Bass and other game fish have moved back out of their summer habitat in deep lake waters and into creeks and inlets of shallower water. This is a good time to cast parallel with the shore and work your lure or bait slowly to the boat. I’ll start the day with a topwater lure. And don’t overlook boat docks.
These are likely hangouts for largemouth bass, especially after sunup.
Be polite, though, and pass up occupied docks with a wave and maybe a ”howdy.” There are plenty of other docks. Civility is still appreciated.
An alternative to closed boat ramps and damage to your boat from rocks that weren’t there the last time you passed that way is to hire a guide. Many guides keep their boats moored on the lake upon which they guide or have their own secret place to launch. And most know from day to day where the new problem rocks are.
Allen Christenson Jr. is one of them on Lake Travis. He works out of the Lakeway Marina at the resort.
Christenson knows the lake as well as anyone. Max Milam is similarly credentialed on Lake Buchanan as a striper guide. Both keep their boats on the water of their respective falling-water lakes.
Allen told me recently that the cooler weather has helped fishing and sent me a picture of a fine largemouth he caught in six-to -ten feet of water weighing just under seven pounds.

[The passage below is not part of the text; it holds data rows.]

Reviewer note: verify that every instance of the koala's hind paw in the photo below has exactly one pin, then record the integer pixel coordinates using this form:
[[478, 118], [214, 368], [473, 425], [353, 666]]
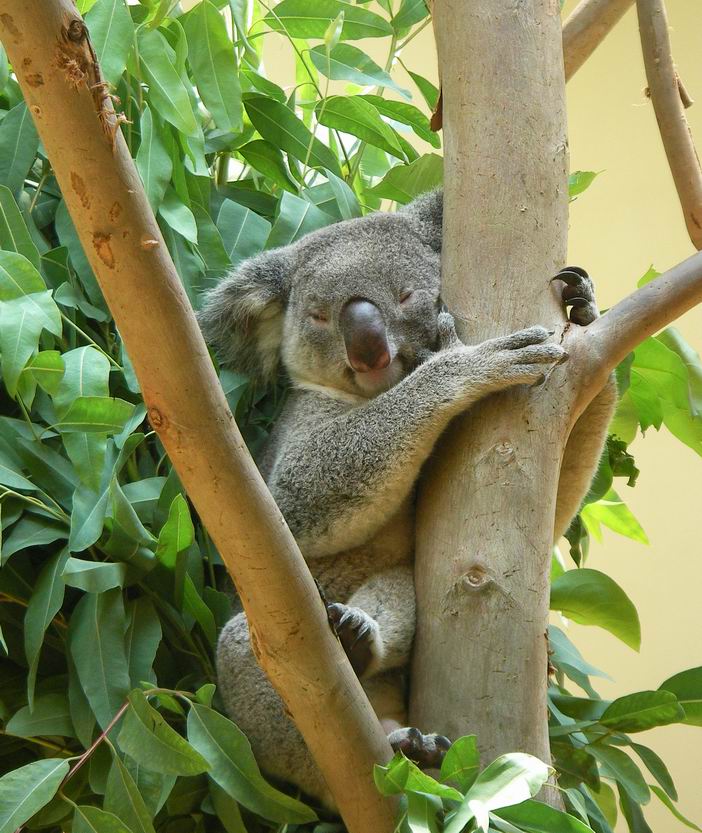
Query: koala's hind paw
[[427, 751], [578, 294], [359, 635]]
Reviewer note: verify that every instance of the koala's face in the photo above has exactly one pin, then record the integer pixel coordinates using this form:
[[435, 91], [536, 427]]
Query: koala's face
[[362, 306]]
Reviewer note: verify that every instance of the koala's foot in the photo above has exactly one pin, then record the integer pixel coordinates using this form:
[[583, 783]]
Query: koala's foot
[[427, 751], [359, 636], [578, 294]]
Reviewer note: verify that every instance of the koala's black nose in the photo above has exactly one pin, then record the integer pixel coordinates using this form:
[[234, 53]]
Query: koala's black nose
[[365, 336]]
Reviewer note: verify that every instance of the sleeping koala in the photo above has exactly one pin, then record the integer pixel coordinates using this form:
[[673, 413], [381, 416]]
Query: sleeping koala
[[353, 313]]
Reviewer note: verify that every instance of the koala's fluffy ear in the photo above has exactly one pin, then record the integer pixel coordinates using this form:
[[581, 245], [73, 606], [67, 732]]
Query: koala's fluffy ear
[[242, 317], [426, 215]]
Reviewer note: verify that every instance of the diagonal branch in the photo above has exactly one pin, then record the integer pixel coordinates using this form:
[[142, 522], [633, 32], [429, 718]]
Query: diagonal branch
[[665, 91], [607, 341], [51, 54], [586, 28]]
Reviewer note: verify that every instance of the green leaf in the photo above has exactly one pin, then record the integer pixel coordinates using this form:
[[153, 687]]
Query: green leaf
[[657, 768], [536, 817], [147, 737], [618, 765], [590, 597], [111, 35], [641, 711], [32, 531], [462, 762], [422, 812], [282, 128], [579, 181], [212, 59], [47, 368], [687, 687], [405, 114], [244, 233], [93, 576], [153, 160], [166, 90], [94, 820], [227, 809], [614, 514], [234, 769], [142, 639], [296, 217], [354, 115], [96, 638], [44, 604], [27, 789], [673, 809], [50, 716], [14, 235], [310, 19], [87, 518], [509, 779], [19, 144], [268, 160], [96, 414], [177, 534], [178, 216], [22, 321], [405, 182], [348, 63], [403, 776], [122, 798]]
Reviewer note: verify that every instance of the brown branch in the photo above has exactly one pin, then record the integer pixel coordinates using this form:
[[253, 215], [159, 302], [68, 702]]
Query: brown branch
[[49, 51], [601, 346], [586, 28], [670, 113]]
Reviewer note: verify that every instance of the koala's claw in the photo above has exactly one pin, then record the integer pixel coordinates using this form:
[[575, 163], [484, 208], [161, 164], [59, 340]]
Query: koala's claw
[[427, 751], [578, 294], [357, 633]]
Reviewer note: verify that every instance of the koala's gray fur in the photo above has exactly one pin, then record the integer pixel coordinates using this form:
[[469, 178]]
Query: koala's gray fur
[[347, 450]]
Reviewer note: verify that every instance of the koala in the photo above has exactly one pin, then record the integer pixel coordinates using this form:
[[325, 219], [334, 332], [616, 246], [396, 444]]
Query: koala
[[352, 312]]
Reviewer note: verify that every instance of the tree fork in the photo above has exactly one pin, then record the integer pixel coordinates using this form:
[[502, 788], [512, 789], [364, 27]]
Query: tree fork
[[486, 506], [50, 52]]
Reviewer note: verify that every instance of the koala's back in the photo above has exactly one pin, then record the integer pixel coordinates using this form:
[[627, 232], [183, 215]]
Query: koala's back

He and his clients also had five break-offs on bass over six pounds, all in shallow water. They’re biting.
But the most unusual thing Allen told me was that a 13-year-old boy caught an 8.75-pound gaspergou on his birthday, baiting with Canadian night crawlers. The lad left the fish with Allen, who became curious about why the fish had such an overly swollen stomach. So, he performed a necropsy (an autopsy).
The gargantuan “goo’s” stomach was chock-full of zebra mussels. Others have told me carp and catfish also eat them.
Wouldn’t it be cool if they could eat enough to control them.